Music has various facets: emotional, physical, social, mental, spiritual and aesthetic. Many people claim that music has therapeutic effects and can be used on a daily basis to promote wellness and relieve stress. Recent studies have shown that therapists can use music to help patients restore, improve and maintain their health and fight depression. Depression is a very common disease of our time. Symptoms of depression can be seen in sleep patterns, disturbed appetite, feelings of guilt and worthlessness and guilt and low self-esteem. Music therapy prevents chronic stress while promoting relaxation and health. We all know that music can affect on our physiological reactions, our emotions, as well as our outlook on life. It's not difficult to understand how music therapy has easily gained in popularity.

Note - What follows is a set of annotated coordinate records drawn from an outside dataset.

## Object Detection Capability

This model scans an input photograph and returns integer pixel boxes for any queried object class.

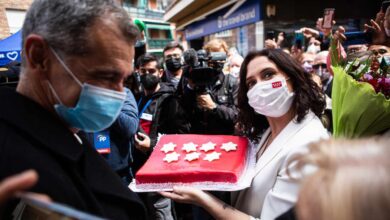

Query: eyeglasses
[165,53,181,60]
[313,63,327,70]
[139,68,157,74]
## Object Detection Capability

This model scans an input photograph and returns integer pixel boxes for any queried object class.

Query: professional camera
[183,49,226,93]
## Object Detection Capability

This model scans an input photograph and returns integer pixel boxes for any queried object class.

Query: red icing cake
[135,135,248,184]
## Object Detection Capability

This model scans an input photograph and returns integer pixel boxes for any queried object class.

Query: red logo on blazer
[272,81,282,89]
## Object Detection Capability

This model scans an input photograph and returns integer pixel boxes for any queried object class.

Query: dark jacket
[81,88,139,185]
[0,88,145,219]
[134,83,190,170]
[181,73,238,135]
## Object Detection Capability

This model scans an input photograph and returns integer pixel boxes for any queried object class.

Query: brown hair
[296,138,390,220]
[238,49,325,140]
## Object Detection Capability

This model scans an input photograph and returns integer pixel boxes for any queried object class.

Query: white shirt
[232,112,329,220]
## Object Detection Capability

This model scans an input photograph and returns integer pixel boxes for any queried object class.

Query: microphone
[183,48,199,67]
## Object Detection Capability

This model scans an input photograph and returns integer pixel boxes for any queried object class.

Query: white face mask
[247,78,294,118]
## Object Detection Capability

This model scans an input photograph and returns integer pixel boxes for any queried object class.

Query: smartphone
[343,31,372,47]
[266,31,275,40]
[382,1,390,13]
[322,8,335,29]
[294,31,305,49]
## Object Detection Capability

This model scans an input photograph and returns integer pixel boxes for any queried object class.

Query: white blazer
[232,112,329,220]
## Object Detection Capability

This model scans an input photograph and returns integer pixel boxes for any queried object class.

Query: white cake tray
[129,141,256,192]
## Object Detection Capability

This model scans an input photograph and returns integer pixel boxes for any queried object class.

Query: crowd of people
[0,0,390,220]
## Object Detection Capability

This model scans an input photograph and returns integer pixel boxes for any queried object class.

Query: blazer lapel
[255,112,313,176]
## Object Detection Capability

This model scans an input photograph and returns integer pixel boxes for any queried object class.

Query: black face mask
[165,58,181,72]
[141,74,160,90]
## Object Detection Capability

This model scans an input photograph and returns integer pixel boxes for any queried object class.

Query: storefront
[184,0,264,55]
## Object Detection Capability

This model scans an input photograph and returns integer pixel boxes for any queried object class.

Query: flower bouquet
[330,39,390,138]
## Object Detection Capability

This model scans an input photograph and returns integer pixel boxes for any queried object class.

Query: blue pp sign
[93,131,111,154]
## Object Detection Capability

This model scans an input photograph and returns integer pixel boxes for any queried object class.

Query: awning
[185,0,261,40]
[164,0,237,28]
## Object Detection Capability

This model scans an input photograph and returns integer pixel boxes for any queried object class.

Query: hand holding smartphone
[322,8,335,29]
[381,1,390,13]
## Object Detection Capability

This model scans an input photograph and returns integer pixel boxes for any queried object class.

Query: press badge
[93,130,111,154]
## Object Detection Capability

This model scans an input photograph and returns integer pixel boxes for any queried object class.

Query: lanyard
[138,98,153,118]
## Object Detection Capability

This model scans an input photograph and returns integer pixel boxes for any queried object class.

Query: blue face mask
[49,49,126,132]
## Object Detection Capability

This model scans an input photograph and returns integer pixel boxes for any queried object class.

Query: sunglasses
[313,63,326,70]
[139,68,157,74]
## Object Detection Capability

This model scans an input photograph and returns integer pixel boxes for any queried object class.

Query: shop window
[5,9,26,34]
[215,30,232,38]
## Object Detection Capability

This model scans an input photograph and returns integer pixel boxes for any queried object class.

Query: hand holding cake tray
[129,134,255,192]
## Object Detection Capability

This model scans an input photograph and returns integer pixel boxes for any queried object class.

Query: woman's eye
[246,81,256,89]
[263,71,275,79]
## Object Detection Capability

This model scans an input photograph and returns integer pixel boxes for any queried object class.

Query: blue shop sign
[185,0,261,40]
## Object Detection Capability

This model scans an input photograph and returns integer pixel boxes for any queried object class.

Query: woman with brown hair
[162,50,328,220]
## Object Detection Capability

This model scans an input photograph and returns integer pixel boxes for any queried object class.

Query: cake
[135,134,248,184]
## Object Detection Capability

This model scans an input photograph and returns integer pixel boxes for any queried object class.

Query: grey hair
[22,0,139,59]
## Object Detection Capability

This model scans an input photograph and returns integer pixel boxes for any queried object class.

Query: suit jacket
[0,88,145,219]
[232,112,329,220]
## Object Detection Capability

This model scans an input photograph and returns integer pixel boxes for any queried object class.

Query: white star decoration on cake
[200,141,216,152]
[203,151,221,162]
[221,141,237,152]
[161,142,176,153]
[184,152,200,161]
[181,142,198,153]
[163,152,180,163]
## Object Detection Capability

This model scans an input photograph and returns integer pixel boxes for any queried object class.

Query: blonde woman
[297,138,390,220]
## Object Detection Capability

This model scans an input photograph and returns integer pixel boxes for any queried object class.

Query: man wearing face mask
[181,39,238,135]
[134,54,190,219]
[313,51,333,98]
[163,41,184,89]
[0,0,146,219]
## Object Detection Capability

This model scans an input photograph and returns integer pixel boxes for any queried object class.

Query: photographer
[162,41,184,89]
[182,41,238,134]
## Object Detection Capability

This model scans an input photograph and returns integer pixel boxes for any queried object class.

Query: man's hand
[299,27,320,38]
[160,186,208,206]
[316,18,336,37]
[364,12,386,44]
[134,132,150,153]
[265,39,278,49]
[333,26,347,43]
[196,94,217,110]
[0,170,38,205]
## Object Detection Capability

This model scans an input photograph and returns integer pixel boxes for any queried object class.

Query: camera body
[184,50,226,94]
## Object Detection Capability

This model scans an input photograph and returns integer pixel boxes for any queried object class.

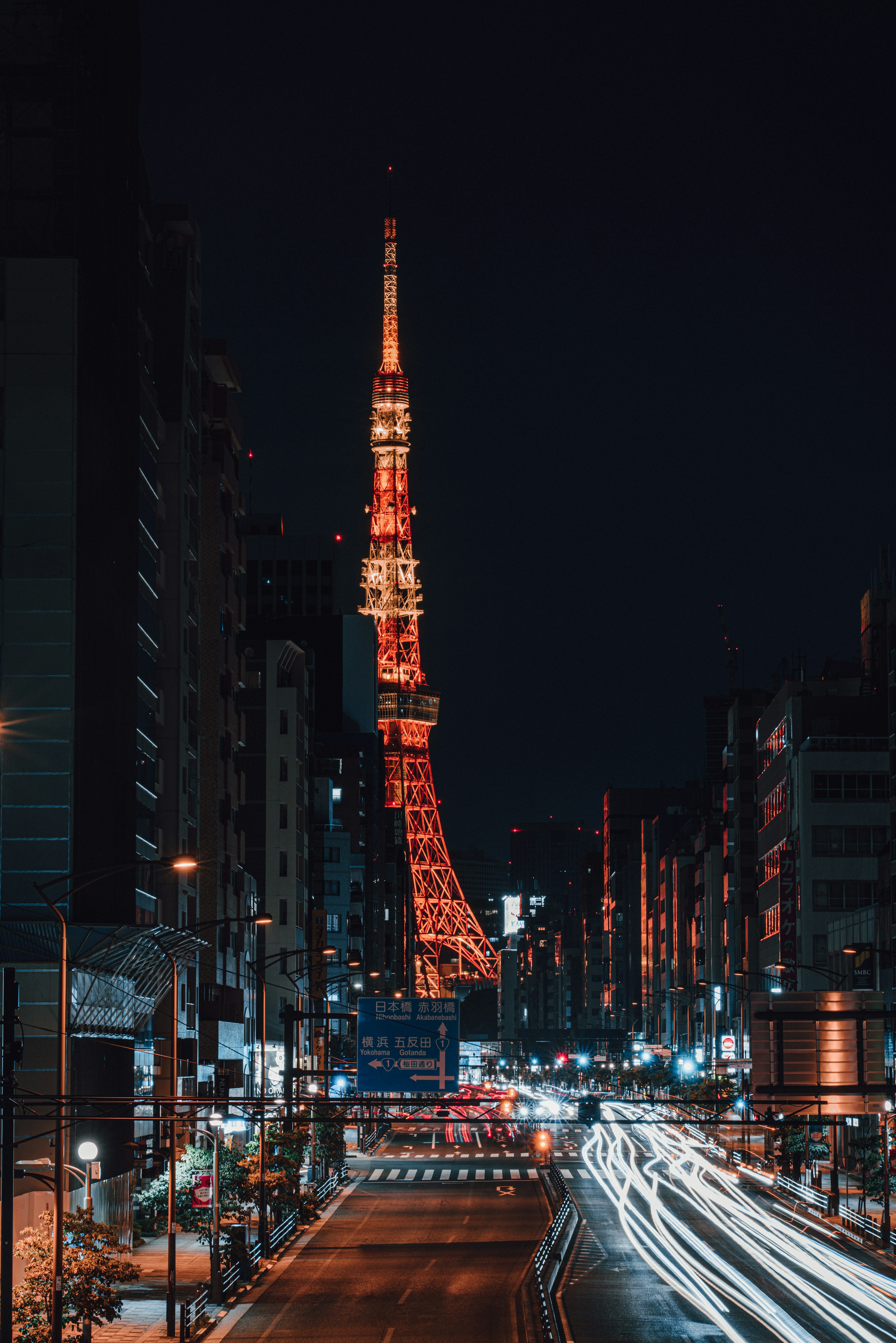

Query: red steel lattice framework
[359,219,497,998]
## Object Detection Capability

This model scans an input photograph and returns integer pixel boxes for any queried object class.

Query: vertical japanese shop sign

Music therapy is used nowadays with patients of all ages and is believed to be useful with : communication disorders, physical handicaps, medical problems,  psychiatric disorders, interpersonal problems, developmental disabilities, substance abuse, sensory impairments and aging. Music therapy is also used to build self-esteem, improve learning, reduce stress and facilitate different other health-related activities.

A degree in music therapy requires proficiency in music history, improvisation, reading music, music theory, voice, piano, guitar. Music therapy is usually used in conjunction with psychotherapy, counseling and various other practices.

A typical therapeutic intervention may include listening to music in groups, improvised singing, body movement and painting to music. During the session, the therapist must create a proper environment and atmosphere to make patients actively participate. Make sure you always listen to music you enjoy as music you don't like will create stress instead of alleviating it.